During the holiday season it is common to hear some people say, “We need to put Christ back in Xmas,” bemoaning how our increasingly secular society has drifted away from the religious meaning of Christmas. They have a point certainly, given how we engage in a manic orgy of shopping beginning with Black Friday, which has nothing to do with the birth of Jesus. It is ironic, however, that they object to the use of Xmas because theologians and religious leaders have used that term for Christmas for hundreds of years. It came into use because the X comes from the Greek letter chi which is the first letter of Χριστος, the word for Christ in Koine Greek, the original language of the New Testament.

My point is not etymological, however. I think that rather than obsessing about putting Christ back in the word Christmas, it would be a better idea to put Christ back into Christianity itself. By that I mean those who claim to be Christians should act in ways that reflect the teachings of Jesus, for example to follow the universal message from the Sermon on the Mount, “Treat others as you would have them treat you.” The rest of the Sermon lays out some specifics: blessed are the meek, the merciful, the pure in heart, they that mourn, and so on.

Although I am not a Christian, I don’t want to appear to be criticizing Christians in general because many are kind people who strive to live in a way that reflects the message of Jesus. Rather, I am calling out the Pseudo-Christians, the hypocrites and grifters who intentionally do harm to others while hiding their actions under a whitewash of upstanding morality based on their faith. In “The Devil’s Dictionary,” that old rascal and cynic Ambrose Bierce defined this sort of Christian as “One who follows the teachings of Christ in so far as they are not inconsistent with a life of sin.”

News stories abound about these Pseudo-Christians. Several recent accounts have been about people using their Christian belief as a reason to discriminate against gays and lesbians—the bakers who refused to make them wedding cakes and the court clerks who denied marriage licenses to them. When I hear people citing the Bible in support of their opposition to gay rights, I’m reminded that the same twisted thinking was used a century and a half ago to justify slavery. Jefferson Davis was a devout Episcopalian as was Leonidas Polk (for whom Fort Polk was named) who was not only a a bishop in the church but a famous Confederate general as well.

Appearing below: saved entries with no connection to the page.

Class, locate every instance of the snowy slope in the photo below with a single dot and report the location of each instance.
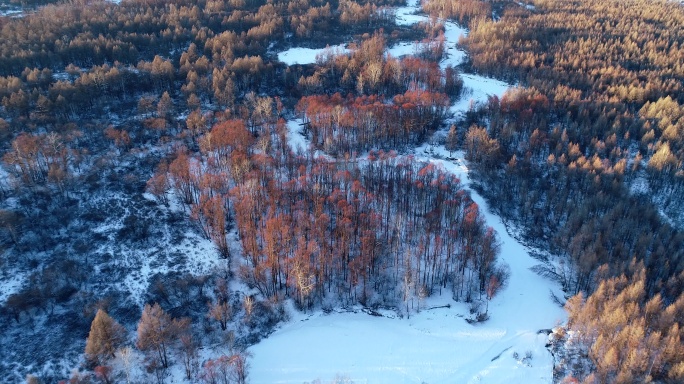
(434, 345)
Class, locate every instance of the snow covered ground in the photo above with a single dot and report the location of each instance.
(434, 345)
(300, 55)
(476, 90)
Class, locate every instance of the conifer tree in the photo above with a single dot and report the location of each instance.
(106, 335)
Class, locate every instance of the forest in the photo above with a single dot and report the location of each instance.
(131, 133)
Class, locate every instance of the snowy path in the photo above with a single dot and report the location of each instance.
(435, 345)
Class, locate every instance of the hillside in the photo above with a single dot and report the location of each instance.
(190, 190)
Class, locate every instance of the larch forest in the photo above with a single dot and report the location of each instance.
(157, 220)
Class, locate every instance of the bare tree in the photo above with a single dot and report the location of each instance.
(105, 336)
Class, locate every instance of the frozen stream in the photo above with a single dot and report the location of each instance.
(435, 345)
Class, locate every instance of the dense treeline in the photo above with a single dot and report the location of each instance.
(586, 159)
(340, 126)
(620, 335)
(93, 94)
(312, 228)
(563, 156)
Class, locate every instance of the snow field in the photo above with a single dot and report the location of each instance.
(435, 345)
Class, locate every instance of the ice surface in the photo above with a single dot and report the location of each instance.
(300, 55)
(434, 345)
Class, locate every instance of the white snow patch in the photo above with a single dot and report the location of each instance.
(299, 55)
(476, 90)
(404, 49)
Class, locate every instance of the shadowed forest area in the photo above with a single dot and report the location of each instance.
(148, 182)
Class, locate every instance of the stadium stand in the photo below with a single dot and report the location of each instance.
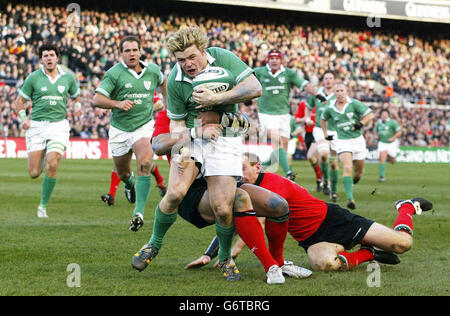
(407, 73)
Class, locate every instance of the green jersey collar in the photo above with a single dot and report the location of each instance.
(61, 73)
(282, 69)
(181, 76)
(143, 65)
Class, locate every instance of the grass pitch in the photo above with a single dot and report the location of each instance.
(35, 254)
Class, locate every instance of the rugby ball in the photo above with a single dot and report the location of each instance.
(217, 79)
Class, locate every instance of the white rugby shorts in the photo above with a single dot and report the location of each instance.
(222, 157)
(356, 146)
(42, 133)
(391, 148)
(282, 123)
(121, 142)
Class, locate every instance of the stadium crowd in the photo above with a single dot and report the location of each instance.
(383, 70)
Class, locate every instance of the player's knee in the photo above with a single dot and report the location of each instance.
(242, 201)
(328, 264)
(403, 244)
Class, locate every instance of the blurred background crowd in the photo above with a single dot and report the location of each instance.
(405, 73)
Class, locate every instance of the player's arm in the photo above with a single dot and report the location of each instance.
(105, 102)
(244, 91)
(20, 103)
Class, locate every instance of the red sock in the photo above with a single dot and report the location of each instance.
(156, 173)
(249, 229)
(356, 258)
(276, 235)
(318, 172)
(404, 218)
(114, 183)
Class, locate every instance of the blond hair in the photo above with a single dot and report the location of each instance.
(186, 37)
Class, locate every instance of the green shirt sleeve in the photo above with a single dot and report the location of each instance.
(26, 89)
(176, 107)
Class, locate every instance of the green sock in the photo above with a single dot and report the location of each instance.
(161, 225)
(225, 236)
(130, 181)
(143, 185)
(334, 175)
(47, 188)
(347, 182)
(272, 159)
(282, 156)
(382, 169)
(324, 168)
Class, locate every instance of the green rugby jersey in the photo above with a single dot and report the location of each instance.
(386, 130)
(276, 89)
(49, 96)
(312, 102)
(121, 83)
(344, 119)
(180, 104)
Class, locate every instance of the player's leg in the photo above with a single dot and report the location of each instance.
(358, 169)
(182, 173)
(382, 166)
(323, 256)
(113, 185)
(334, 175)
(346, 159)
(221, 195)
(314, 159)
(36, 163)
(144, 159)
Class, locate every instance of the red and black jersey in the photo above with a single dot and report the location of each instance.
(306, 211)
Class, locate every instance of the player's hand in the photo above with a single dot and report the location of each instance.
(205, 98)
(211, 131)
(198, 263)
(357, 126)
(26, 124)
(209, 117)
(125, 105)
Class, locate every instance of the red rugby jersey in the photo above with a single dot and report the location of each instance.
(306, 211)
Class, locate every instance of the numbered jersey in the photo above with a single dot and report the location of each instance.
(276, 89)
(181, 105)
(121, 83)
(345, 119)
(386, 130)
(49, 96)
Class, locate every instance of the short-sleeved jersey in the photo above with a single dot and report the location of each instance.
(345, 119)
(301, 114)
(276, 89)
(306, 211)
(313, 103)
(180, 104)
(121, 83)
(49, 96)
(386, 130)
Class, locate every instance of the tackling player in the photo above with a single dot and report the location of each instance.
(327, 231)
(47, 130)
(348, 116)
(127, 89)
(274, 109)
(388, 132)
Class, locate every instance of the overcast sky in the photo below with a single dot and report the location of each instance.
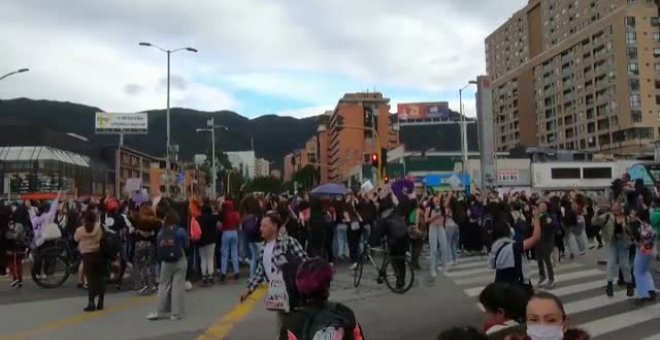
(288, 57)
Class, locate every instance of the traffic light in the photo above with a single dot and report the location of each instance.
(374, 160)
(383, 156)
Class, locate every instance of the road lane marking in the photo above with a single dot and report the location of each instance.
(472, 292)
(617, 321)
(79, 318)
(223, 326)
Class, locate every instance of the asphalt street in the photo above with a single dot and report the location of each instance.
(428, 308)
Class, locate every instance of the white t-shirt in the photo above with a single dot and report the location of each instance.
(268, 259)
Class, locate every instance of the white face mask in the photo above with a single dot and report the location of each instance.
(545, 332)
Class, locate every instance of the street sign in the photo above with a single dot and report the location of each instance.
(122, 123)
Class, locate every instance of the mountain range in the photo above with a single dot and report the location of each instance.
(272, 136)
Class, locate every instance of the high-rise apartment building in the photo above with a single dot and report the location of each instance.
(577, 74)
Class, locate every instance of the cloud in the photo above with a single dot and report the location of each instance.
(310, 51)
(306, 111)
(133, 89)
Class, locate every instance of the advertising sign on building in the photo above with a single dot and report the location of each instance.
(415, 111)
(507, 176)
(121, 123)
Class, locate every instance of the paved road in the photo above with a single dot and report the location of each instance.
(422, 313)
(581, 286)
(33, 313)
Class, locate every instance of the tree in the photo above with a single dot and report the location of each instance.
(306, 177)
(265, 184)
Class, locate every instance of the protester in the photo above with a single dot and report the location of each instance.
(209, 226)
(172, 241)
(318, 318)
(277, 266)
(89, 237)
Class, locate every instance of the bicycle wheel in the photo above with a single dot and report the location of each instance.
(50, 271)
(357, 274)
(391, 278)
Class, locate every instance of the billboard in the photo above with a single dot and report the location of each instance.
(415, 111)
(121, 123)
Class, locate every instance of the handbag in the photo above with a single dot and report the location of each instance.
(277, 298)
(50, 231)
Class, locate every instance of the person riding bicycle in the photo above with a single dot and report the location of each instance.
(394, 229)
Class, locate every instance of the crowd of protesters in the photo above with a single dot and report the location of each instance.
(168, 244)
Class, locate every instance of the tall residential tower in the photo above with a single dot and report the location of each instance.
(577, 74)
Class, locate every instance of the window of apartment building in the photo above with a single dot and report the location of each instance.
(633, 69)
(634, 85)
(565, 173)
(635, 101)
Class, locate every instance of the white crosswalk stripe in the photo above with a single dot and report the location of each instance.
(583, 296)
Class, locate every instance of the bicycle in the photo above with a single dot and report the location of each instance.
(385, 271)
(53, 264)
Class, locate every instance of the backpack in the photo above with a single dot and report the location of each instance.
(169, 248)
(517, 268)
(195, 230)
(251, 228)
(110, 245)
(326, 322)
(16, 233)
(647, 237)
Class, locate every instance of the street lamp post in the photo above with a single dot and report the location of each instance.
(168, 142)
(14, 72)
(464, 140)
(214, 168)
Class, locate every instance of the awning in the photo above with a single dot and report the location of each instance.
(41, 153)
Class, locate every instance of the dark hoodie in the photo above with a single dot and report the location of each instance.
(231, 219)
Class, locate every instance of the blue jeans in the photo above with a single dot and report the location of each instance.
(643, 276)
(341, 236)
(229, 247)
(255, 250)
(453, 240)
(617, 258)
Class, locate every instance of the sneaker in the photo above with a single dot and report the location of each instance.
(154, 317)
(541, 282)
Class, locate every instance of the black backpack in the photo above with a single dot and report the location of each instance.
(170, 248)
(326, 318)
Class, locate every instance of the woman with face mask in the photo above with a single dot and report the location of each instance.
(546, 319)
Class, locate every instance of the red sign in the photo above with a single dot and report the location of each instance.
(415, 111)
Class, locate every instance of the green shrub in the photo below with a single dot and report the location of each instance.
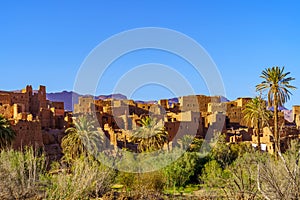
(86, 178)
(20, 174)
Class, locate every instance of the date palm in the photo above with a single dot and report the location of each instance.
(7, 135)
(82, 138)
(256, 115)
(277, 84)
(150, 136)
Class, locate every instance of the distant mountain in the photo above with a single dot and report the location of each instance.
(111, 96)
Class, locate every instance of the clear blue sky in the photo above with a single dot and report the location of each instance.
(45, 42)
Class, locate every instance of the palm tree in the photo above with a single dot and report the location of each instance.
(256, 115)
(185, 141)
(150, 136)
(7, 135)
(277, 82)
(82, 138)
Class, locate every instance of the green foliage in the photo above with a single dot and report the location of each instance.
(86, 178)
(20, 174)
(277, 84)
(213, 174)
(7, 135)
(82, 139)
(151, 136)
(179, 172)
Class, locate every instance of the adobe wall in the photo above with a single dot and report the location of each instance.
(28, 133)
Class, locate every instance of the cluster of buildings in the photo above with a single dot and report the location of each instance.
(196, 115)
(34, 118)
(40, 122)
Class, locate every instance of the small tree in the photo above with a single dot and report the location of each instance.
(81, 139)
(150, 136)
(277, 83)
(7, 135)
(256, 115)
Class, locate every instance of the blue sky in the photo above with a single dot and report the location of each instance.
(45, 42)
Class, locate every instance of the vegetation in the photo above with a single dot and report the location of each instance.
(151, 136)
(195, 169)
(7, 135)
(277, 84)
(256, 115)
(82, 138)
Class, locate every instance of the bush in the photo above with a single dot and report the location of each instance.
(20, 174)
(86, 178)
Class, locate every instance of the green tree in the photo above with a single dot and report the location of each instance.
(180, 172)
(256, 115)
(150, 136)
(7, 135)
(277, 83)
(82, 138)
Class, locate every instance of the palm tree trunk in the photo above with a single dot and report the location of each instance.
(258, 136)
(276, 134)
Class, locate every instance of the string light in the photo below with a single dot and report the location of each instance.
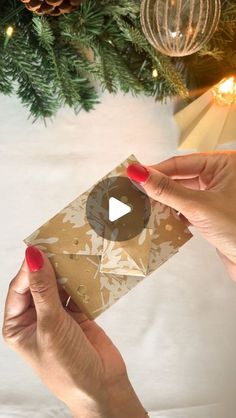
(225, 91)
(155, 73)
(9, 31)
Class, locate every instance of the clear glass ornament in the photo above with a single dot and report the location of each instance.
(179, 27)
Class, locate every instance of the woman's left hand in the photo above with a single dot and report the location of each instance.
(72, 354)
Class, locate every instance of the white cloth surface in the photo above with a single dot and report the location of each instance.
(176, 330)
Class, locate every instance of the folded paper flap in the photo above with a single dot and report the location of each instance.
(127, 257)
(68, 231)
(96, 271)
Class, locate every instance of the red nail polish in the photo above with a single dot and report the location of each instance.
(138, 173)
(34, 259)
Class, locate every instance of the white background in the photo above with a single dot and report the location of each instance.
(177, 329)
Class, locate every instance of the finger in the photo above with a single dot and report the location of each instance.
(187, 166)
(43, 285)
(163, 189)
(18, 297)
(190, 183)
(229, 265)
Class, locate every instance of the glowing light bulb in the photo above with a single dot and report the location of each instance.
(227, 86)
(225, 92)
(9, 31)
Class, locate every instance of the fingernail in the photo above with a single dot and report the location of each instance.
(34, 258)
(138, 173)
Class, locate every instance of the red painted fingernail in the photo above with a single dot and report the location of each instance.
(138, 173)
(34, 258)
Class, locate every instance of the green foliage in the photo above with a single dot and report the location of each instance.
(50, 62)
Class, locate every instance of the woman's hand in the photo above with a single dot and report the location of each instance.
(202, 187)
(72, 354)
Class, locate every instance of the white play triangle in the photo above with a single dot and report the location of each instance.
(117, 209)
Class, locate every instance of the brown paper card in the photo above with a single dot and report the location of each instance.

A similar sort of oily hypocrisy is especially common among some current politicians and religious leaders, particularly so-call “conservatives.” Anyone who reads newspapers regularly is familiar with their bloviating and grandstanding. A perennial example of this sort of showboating is the sorry group of politicians and their ecclesiastical allies who want to put the Ten Commandments in court houses, state capitols, and other public places (ah, yes, Roy Moore of the Alabama Supreme Court). I like Kurt Vonnegut’s comment on this sort of religious demagoguery. In his collection of essays, “A Man without a Country,” he writes, “For some reason, the most vocal Christians among us never mention the Beatitudes. But often, with tears in their eyes, they demand that the Ten Commandments be posted in public buildings. And of course, that’s Moses, not Jesus. I haven’t heard one of them demand that the Sermon on the Mount, the Beatitudes, be posted anywhere. “Blessed are the merciful” in a courtroom? “Blessed are the peacemakers’ in the Pentagon? Give me a break!”

Christian hypocrites are an easy target, as are their ilk from other faiths. The bigger threat, however, comes from religious fanatics who know the Truth and whose absolutist tribalism causes them to harm others who have different religious identities. All religious sects produce fanatics like that: Muslim, Jewish, Hindu, and even Christian. Their evil alchemy transforms the Golden Rule into some kind of poison.